Una nueva emisión de ceniza del volcán Puracé, en el oriente del Cauca, generó preocupación entre las comunidades cercanas luego de que la columna alcanzara más de 2.000 metros sobre el nivel del cráter, una de las más altas registradas en las últimas semanas. Aunque el fenómeno causó alarma, las autoridades confirmaron que el volcán se mantiene en alerta amarilla, nivel que contempla este tipo de manifestaciones sin implicar, por ahora, un cambio crítico en su comportamiento.
Ceniza llegó hasta Popayán
El material volcánico se dispersó principalmente hacia el noroccidente, afectando los resguardos indígenas de Puracé, Coconuco y Paletará, e incluso alcanzando sectores en Popayán. Durante la mañana del sábado 23 de mayo, habitantes de diferentes zonas, especialmente del norte de la capital caucana, reportaron caída de ceniza. El Servicio Geológico Colombiano (SGC) confirmó el fenómeno y precisó que se registraron dos emisiones, siendo la más fuerte a las 8:24 a. m., con una altura aproximada de 600 metros sobre el cráter.
Actividad constante durante mayo
De acuerdo con el SGC, las emisiones de ceniza han sido continuas durante el mes de mayo, en concordancia con el nivel de alerta amarilla vigente. El comportamiento del volcán está asociado a cambios internos en el sistema, como incremento del tremor volcánico, circulación de fluidos, liberación de gases y emisión de ceniza. Estos procesos han sido detectados a profundidades menores a 3 kilómetros bajo los cráteres del Puracé y Piocollo.
Riesgos para comunidades y ambiente
A pesar del parte de tranquilidad de las autoridades, comunidades cercanas y organismos de socorro mantienen la alerta por posibles afectaciones, especialmente en fuentes de agua, cultivos y salud pública. Habitantes de la zona ya han reportado impactos derivados de la caída de ceniza.
Alerta por posible crisis sanitaria en Popayán
A la situación volcánica se suma un problema urbano: la acumulación de residuos sólidos en Popayán. Esta combinación podría desencadenar una crisis de salud pública, según advirtió el abogado experto en políticas públicas Jesús Adrián Obregón Yela. El especialista solicitó la declaratoria de Calamidad Pública y Alerta Roja Sanitaria, ante el riesgo de contaminación del agua potable, colapso del sistema de alcantarillado e incremento de enfermedades.
Medidas urgentes recomendadas
- Monitoreo constante del pH y turbiedad del agua.
- Declaratoria de alerta hospitalaria.
- Preparación del sistema de salud ante posibles aumentos de enfermedades respiratorias, problemas gastrointestinales y afecciones oculares.
Riesgo crítico: mezcla de ceniza, basura y lluvia
La ceniza volcánica no se diluye en el agua; al humedecerse se compacta y adquiere una consistencia similar al concreto.
Esto podría provocar taponamientos severos en el sistema de alcantarillado, aumentando el riesgo de inundaciones y colapsos urbanos, según explicó Jesús Adrián Obregón.
Zonas afectadas
- Puracé (zona urbana y veredas como Cristales, 20 de Julio y Río Negro).
- Coconuco.
- Norte y oriente de Popayán.
- Sectores como Puente Tierra en el Macizo Colombiano.
Monitoreo y seguimiento
Las autoridades mantienen vigilancia permanente mediante monitoreo sísmico, análisis satelital, medición de gases como dióxido de azufre y evaluación de deformación volcánica.

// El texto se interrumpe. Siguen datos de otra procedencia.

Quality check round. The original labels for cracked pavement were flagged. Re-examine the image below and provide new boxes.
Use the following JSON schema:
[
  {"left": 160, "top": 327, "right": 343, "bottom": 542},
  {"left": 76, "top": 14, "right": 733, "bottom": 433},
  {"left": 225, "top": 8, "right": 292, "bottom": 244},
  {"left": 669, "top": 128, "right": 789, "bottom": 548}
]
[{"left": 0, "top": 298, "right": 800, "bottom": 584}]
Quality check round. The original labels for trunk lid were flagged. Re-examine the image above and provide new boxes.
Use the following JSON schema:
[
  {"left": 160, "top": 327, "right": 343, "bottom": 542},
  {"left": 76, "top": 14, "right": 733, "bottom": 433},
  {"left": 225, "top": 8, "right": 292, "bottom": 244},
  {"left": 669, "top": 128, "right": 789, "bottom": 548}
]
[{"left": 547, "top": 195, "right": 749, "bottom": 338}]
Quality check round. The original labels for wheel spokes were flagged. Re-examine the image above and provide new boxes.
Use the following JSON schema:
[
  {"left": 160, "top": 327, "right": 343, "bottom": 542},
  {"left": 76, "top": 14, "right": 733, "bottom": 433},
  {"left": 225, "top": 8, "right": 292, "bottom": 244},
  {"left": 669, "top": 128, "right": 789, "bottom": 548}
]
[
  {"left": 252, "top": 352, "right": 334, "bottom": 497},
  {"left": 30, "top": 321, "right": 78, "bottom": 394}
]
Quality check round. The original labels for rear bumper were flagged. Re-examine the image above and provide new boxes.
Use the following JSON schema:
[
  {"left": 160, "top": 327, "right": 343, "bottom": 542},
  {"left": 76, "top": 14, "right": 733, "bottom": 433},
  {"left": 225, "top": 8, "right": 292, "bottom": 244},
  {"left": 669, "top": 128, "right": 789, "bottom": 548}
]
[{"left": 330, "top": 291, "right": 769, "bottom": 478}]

El Observatorio Vulcanológico de Popayán continúa registrando actividad asociada a la dinámica interna del volcán.
Recomendaciones a la ciudadanía
- Mantener la calma.
- Informarse únicamente por canales oficiales.
- No difundir rumores.
- Evitar ascender a la cadena volcánica Los Coconucos.
Actividad dentro de lo esperado
Finalmente, la Gobernación del Cauca y el Servicio Geológico Colombiano insistieron en que las emisiones de ceniza hacen parte del comportamiento normal dentro de la alerta amarilla. Esto significa que pueden seguir presentándose eventos similares, dependiendo de factores como la dirección del viento, sin que necesariamente implique un cambio en el nivel de riesgo.